AOL issued a statement expressing regret over the episode. Prosecutors emphasized that there is no evidence that anyone gained access to or stole customers' credit card account numbers, which AOL stores in a separate secure location apart from the data warehouse that Mr. Smathers gained access to in Dulles, Va.

Mr. Kelley said the case is one of the first in the nation prosecuted under the recently enacted federal anti-spam law that is supposed to shut off the spigots on unwanted Internet solicitations.

Prosecutors said Mr. Smathers worked at AOL's offices in Dulles but was not authorized to handle the customer information in the secure data warehouse. But by using the computerized identification code of another employee, prosecutors said, he was able to assemble a list of customer account screen names, ZIP codes, phone numbers and credit card types — but no credit card numbers.

The prosecutors did not go into great detail on how suspicion first attached to the defendants, although a statement from Mr. Kelley's office said that a "confidential source" bought the list from Mr. Dunaway in the spring of 2003, then bought an updated list from him last March.
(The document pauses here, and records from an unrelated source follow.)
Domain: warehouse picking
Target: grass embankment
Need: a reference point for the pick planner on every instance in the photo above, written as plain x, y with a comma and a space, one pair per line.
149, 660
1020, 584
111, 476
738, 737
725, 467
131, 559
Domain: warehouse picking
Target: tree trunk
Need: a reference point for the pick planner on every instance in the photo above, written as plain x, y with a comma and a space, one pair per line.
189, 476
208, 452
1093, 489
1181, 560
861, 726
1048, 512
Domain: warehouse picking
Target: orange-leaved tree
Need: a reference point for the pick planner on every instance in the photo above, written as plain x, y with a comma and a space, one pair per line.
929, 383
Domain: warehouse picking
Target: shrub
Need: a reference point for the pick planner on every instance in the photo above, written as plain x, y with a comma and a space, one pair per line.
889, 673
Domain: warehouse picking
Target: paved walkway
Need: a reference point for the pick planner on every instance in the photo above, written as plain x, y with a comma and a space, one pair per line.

Mr. Kelley's office said Mr. Dunaway paid Mr. Smathers $100,000 at one point, and then sold a copy of the list to the confidential source for $52,000, or $2,000 for each letter of the alphabet. In a later transaction, the source paid Mr. Dunaway $32,000 for an updated list, prosecutors said.

The confidential source was not named, nor was there any mention of charges against him or her — suggesting that he or she may be cooperating with the authorities.